En productos con IA, la latencia define si una experiencia se siente asistida o pesada. Reducirla requiere mirar red, modelo, contexto, proveedor, streaming y diseño de interacción.
No existe una sola técnica ganadora. La mejor estrategia depende de SLA, volumen, variabilidad de inputs y tolerancia a respuestas aproximadas.
Reducir trabajo antes del modelo
Cada token y cada herramienta adicional aumenta tiempo. Limpiar contexto, limitar fuentes y evitar llamadas innecesarias suele ser la forma más barata de acelerar.
También conviene evitar que el modelo resuelva tareas determinísticas que puede hacer código normal.
Cachear con criterio
El cache funciona cuando las respuestas son repetibles o cuando se pueden cachear partes del flujo: embeddings, retrieval, clasificación o plantillas de respuesta.
En tareas personalizadas, un cache agresivo puede devolver resultados incorrectos. La clave es definir exactamente qué depende del usuario y qué no.
- Cache de embeddings para documentos sin cambios.

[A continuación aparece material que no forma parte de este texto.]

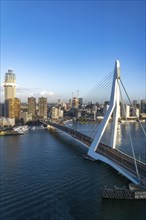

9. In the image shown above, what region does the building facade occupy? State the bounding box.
[38,97,48,119]
[28,97,36,117]
[4,69,16,117]
[5,98,21,120]
[4,69,16,100]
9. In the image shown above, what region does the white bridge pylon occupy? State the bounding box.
[88,60,120,159]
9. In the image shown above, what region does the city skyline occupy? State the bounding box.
[1,1,146,102]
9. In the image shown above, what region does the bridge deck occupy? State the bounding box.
[48,122,146,179]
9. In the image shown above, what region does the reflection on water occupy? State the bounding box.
[0,123,145,220]
[69,122,146,162]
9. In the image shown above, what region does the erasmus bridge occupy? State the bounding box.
[45,60,146,186]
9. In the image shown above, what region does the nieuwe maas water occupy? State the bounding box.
[0,124,146,220]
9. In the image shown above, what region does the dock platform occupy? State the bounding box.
[102,188,146,199]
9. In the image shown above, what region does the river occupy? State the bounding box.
[0,123,146,220]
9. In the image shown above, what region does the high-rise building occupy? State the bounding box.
[6,98,21,120]
[4,69,16,118]
[38,97,48,119]
[72,97,79,108]
[4,69,16,100]
[28,97,36,117]
[141,99,146,113]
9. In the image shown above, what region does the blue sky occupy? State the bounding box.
[1,0,146,101]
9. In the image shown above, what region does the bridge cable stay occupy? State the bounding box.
[118,79,140,180]
[120,79,146,136]
[66,71,113,138]
[83,72,113,104]
[72,72,113,138]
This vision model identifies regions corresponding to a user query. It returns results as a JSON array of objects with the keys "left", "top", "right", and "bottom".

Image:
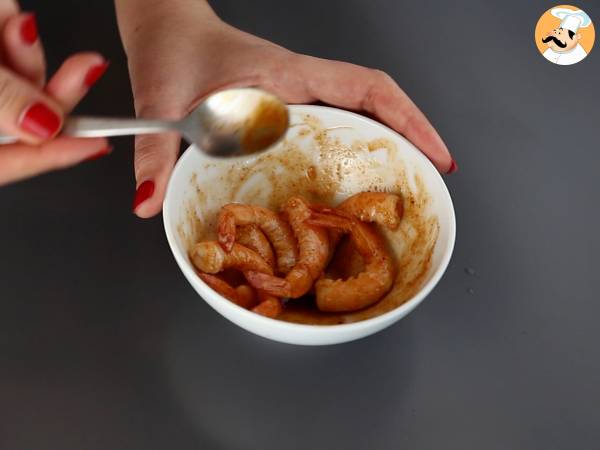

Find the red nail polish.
[
  {"left": 83, "top": 61, "right": 109, "bottom": 88},
  {"left": 19, "top": 102, "right": 61, "bottom": 139},
  {"left": 446, "top": 160, "right": 458, "bottom": 175},
  {"left": 21, "top": 13, "right": 38, "bottom": 45},
  {"left": 85, "top": 145, "right": 112, "bottom": 161},
  {"left": 133, "top": 180, "right": 154, "bottom": 212}
]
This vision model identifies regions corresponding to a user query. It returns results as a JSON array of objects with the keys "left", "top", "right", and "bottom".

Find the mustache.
[{"left": 542, "top": 36, "right": 567, "bottom": 48}]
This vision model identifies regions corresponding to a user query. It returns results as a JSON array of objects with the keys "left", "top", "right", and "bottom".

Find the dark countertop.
[{"left": 0, "top": 0, "right": 600, "bottom": 450}]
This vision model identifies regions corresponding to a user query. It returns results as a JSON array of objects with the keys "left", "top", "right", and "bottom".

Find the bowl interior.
[{"left": 164, "top": 106, "right": 455, "bottom": 325}]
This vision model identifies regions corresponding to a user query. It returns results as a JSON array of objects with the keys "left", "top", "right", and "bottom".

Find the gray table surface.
[{"left": 0, "top": 0, "right": 600, "bottom": 450}]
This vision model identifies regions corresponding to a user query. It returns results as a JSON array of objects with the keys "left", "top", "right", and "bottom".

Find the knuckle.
[
  {"left": 371, "top": 69, "right": 395, "bottom": 85},
  {"left": 0, "top": 73, "right": 19, "bottom": 116}
]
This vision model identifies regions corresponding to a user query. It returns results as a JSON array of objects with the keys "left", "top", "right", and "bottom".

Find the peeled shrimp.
[
  {"left": 252, "top": 291, "right": 283, "bottom": 319},
  {"left": 198, "top": 273, "right": 256, "bottom": 309},
  {"left": 190, "top": 241, "right": 273, "bottom": 274},
  {"left": 218, "top": 203, "right": 297, "bottom": 274},
  {"left": 307, "top": 209, "right": 395, "bottom": 312},
  {"left": 235, "top": 225, "right": 275, "bottom": 267},
  {"left": 246, "top": 197, "right": 329, "bottom": 298},
  {"left": 337, "top": 192, "right": 404, "bottom": 230},
  {"left": 236, "top": 225, "right": 283, "bottom": 319}
]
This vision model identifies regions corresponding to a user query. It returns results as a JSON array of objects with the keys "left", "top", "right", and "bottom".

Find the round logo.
[{"left": 535, "top": 5, "right": 596, "bottom": 66}]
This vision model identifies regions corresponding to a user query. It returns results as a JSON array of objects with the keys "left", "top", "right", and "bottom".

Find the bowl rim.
[{"left": 162, "top": 105, "right": 456, "bottom": 333}]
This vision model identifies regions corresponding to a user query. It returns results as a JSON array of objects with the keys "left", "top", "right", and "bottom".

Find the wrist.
[{"left": 115, "top": 0, "right": 223, "bottom": 55}]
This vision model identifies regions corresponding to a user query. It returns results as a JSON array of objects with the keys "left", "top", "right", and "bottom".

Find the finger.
[
  {"left": 0, "top": 67, "right": 63, "bottom": 144},
  {"left": 133, "top": 133, "right": 181, "bottom": 218},
  {"left": 0, "top": 0, "right": 19, "bottom": 61},
  {"left": 2, "top": 13, "right": 46, "bottom": 86},
  {"left": 286, "top": 56, "right": 456, "bottom": 173},
  {"left": 0, "top": 138, "right": 111, "bottom": 186},
  {"left": 46, "top": 52, "right": 109, "bottom": 112}
]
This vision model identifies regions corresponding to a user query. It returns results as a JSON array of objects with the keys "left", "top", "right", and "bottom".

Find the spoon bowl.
[
  {"left": 0, "top": 88, "right": 289, "bottom": 157},
  {"left": 185, "top": 88, "right": 289, "bottom": 157}
]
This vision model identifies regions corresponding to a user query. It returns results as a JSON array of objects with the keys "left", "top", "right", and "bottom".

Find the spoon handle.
[{"left": 0, "top": 117, "right": 178, "bottom": 144}]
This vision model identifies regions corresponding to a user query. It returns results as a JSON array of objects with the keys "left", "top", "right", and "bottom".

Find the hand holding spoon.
[{"left": 0, "top": 88, "right": 289, "bottom": 157}]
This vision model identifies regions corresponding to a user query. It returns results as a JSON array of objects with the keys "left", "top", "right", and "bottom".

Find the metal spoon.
[{"left": 0, "top": 88, "right": 289, "bottom": 157}]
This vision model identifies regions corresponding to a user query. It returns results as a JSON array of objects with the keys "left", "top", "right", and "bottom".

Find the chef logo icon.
[{"left": 535, "top": 5, "right": 595, "bottom": 66}]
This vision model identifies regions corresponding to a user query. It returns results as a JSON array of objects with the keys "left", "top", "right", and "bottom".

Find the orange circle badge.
[{"left": 535, "top": 5, "right": 596, "bottom": 66}]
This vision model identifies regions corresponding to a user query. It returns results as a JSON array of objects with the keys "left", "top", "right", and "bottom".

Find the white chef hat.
[{"left": 550, "top": 8, "right": 592, "bottom": 33}]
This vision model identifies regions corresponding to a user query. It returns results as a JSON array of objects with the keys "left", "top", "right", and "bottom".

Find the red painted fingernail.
[
  {"left": 19, "top": 102, "right": 61, "bottom": 139},
  {"left": 133, "top": 180, "right": 154, "bottom": 212},
  {"left": 21, "top": 13, "right": 38, "bottom": 45},
  {"left": 83, "top": 61, "right": 109, "bottom": 88},
  {"left": 85, "top": 145, "right": 112, "bottom": 161},
  {"left": 446, "top": 160, "right": 458, "bottom": 175}
]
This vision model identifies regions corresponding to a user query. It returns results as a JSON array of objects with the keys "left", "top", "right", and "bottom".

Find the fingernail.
[
  {"left": 21, "top": 13, "right": 38, "bottom": 45},
  {"left": 83, "top": 61, "right": 110, "bottom": 88},
  {"left": 133, "top": 180, "right": 154, "bottom": 212},
  {"left": 85, "top": 145, "right": 112, "bottom": 161},
  {"left": 19, "top": 102, "right": 61, "bottom": 139},
  {"left": 446, "top": 160, "right": 458, "bottom": 175}
]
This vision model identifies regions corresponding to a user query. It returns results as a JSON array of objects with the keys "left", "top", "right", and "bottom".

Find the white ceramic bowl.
[{"left": 163, "top": 106, "right": 456, "bottom": 345}]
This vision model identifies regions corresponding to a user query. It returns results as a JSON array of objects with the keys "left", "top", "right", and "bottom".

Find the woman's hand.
[
  {"left": 0, "top": 4, "right": 110, "bottom": 185},
  {"left": 116, "top": 0, "right": 456, "bottom": 217}
]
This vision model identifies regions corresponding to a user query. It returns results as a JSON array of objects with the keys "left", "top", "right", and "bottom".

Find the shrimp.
[
  {"left": 190, "top": 241, "right": 273, "bottom": 274},
  {"left": 252, "top": 291, "right": 283, "bottom": 319},
  {"left": 217, "top": 203, "right": 297, "bottom": 274},
  {"left": 307, "top": 209, "right": 395, "bottom": 312},
  {"left": 198, "top": 273, "right": 256, "bottom": 309},
  {"left": 236, "top": 225, "right": 283, "bottom": 319},
  {"left": 337, "top": 192, "right": 404, "bottom": 230},
  {"left": 246, "top": 197, "right": 330, "bottom": 298},
  {"left": 236, "top": 225, "right": 275, "bottom": 267},
  {"left": 312, "top": 192, "right": 404, "bottom": 253}
]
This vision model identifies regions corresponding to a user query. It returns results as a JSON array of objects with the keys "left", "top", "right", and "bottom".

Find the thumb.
[
  {"left": 133, "top": 126, "right": 181, "bottom": 219},
  {"left": 0, "top": 67, "right": 63, "bottom": 144}
]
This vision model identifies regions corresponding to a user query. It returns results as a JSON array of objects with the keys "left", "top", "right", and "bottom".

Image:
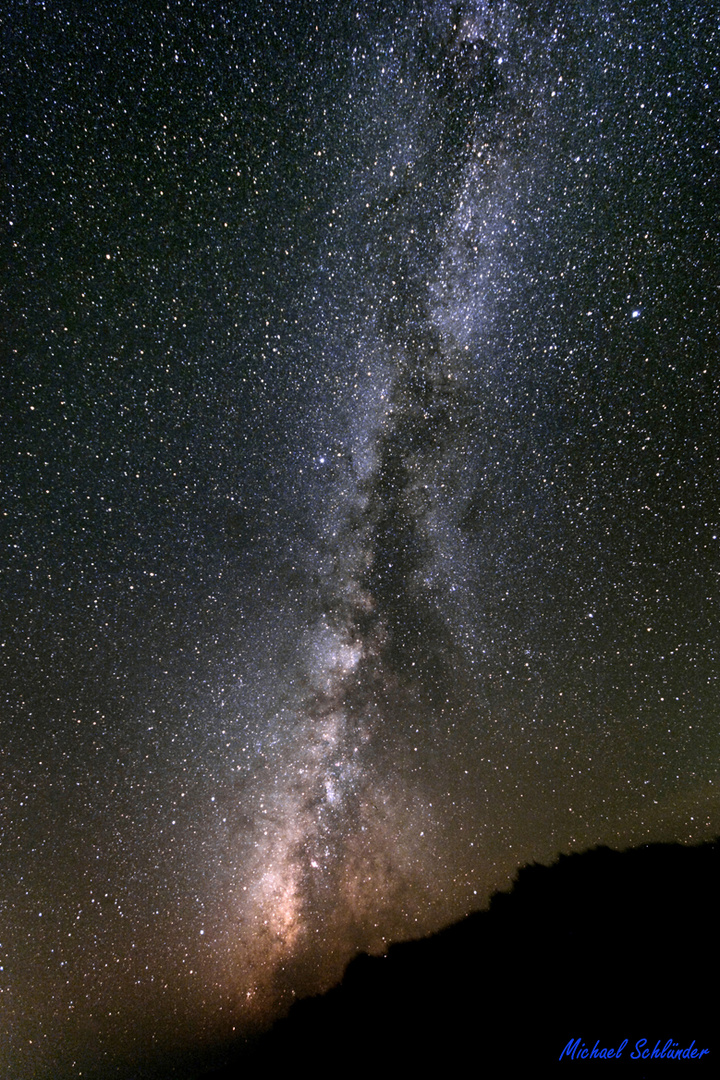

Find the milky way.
[{"left": 0, "top": 0, "right": 720, "bottom": 1078}]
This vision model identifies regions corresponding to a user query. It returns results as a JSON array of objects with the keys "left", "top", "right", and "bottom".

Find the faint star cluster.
[{"left": 0, "top": 0, "right": 720, "bottom": 1080}]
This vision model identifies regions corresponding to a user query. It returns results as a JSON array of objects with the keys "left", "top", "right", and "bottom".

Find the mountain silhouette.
[{"left": 202, "top": 840, "right": 720, "bottom": 1080}]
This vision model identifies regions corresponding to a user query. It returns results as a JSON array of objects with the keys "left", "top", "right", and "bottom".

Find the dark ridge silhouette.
[{"left": 201, "top": 840, "right": 720, "bottom": 1080}]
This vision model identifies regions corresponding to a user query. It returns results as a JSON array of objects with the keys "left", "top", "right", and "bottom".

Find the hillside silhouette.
[{"left": 202, "top": 840, "right": 720, "bottom": 1080}]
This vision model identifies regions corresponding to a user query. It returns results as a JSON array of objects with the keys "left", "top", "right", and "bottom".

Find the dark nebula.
[{"left": 0, "top": 0, "right": 720, "bottom": 1080}]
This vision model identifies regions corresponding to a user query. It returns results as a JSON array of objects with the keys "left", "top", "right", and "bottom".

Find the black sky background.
[{"left": 0, "top": 0, "right": 720, "bottom": 1078}]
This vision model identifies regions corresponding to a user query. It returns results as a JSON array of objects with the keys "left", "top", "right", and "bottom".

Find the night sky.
[{"left": 0, "top": 0, "right": 720, "bottom": 1080}]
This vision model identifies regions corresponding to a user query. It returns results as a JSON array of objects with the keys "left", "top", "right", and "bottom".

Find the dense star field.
[{"left": 0, "top": 0, "right": 720, "bottom": 1080}]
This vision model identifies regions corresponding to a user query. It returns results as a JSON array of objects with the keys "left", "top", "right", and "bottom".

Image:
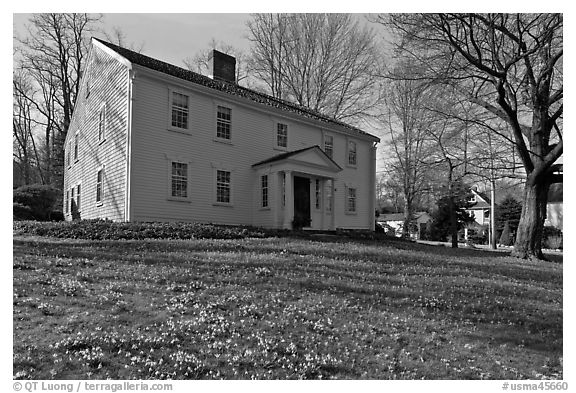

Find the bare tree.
[
  {"left": 12, "top": 70, "right": 44, "bottom": 184},
  {"left": 16, "top": 13, "right": 100, "bottom": 187},
  {"left": 248, "top": 14, "right": 379, "bottom": 121},
  {"left": 378, "top": 14, "right": 563, "bottom": 259},
  {"left": 383, "top": 62, "right": 431, "bottom": 236}
]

- Cache de resultados para consultas frecuentes.
- Invalidación por versión de fuente o permisos.
Usar streaming y percepción de velocidad
A veces no se puede reducir todo el tiempo total, pero sí el tiempo hasta el primer resultado. Streaming, skeleton states y pasos parciales hacen que el usuario entienda que el sistema avanza.
La percepción no reemplaza rendimiento, pero mejora la experiencia mientras se optimiza el backend.
Preparar degradación elegante
Cuando hay congestión, el sistema puede usar modelos más rápidos, reducir profundidad de búsqueda, limitar longitud o enviar a cola.
Degradar bien significa mantener una respuesta útil y honesta sin bloquear toda la experiencia.
Checklist para aplicar
- SLA por tipo de tarea.
- Medición de tiempo por etapa.
- Cache con reglas de invalidación.
- Fallback a modelo o ruta más rápida.
La latencia se gana sumando pequeñas decisiones: menos contexto, mejores rutas, cache donde corresponde y una interfaz que acompaña el tiempo real del sistema.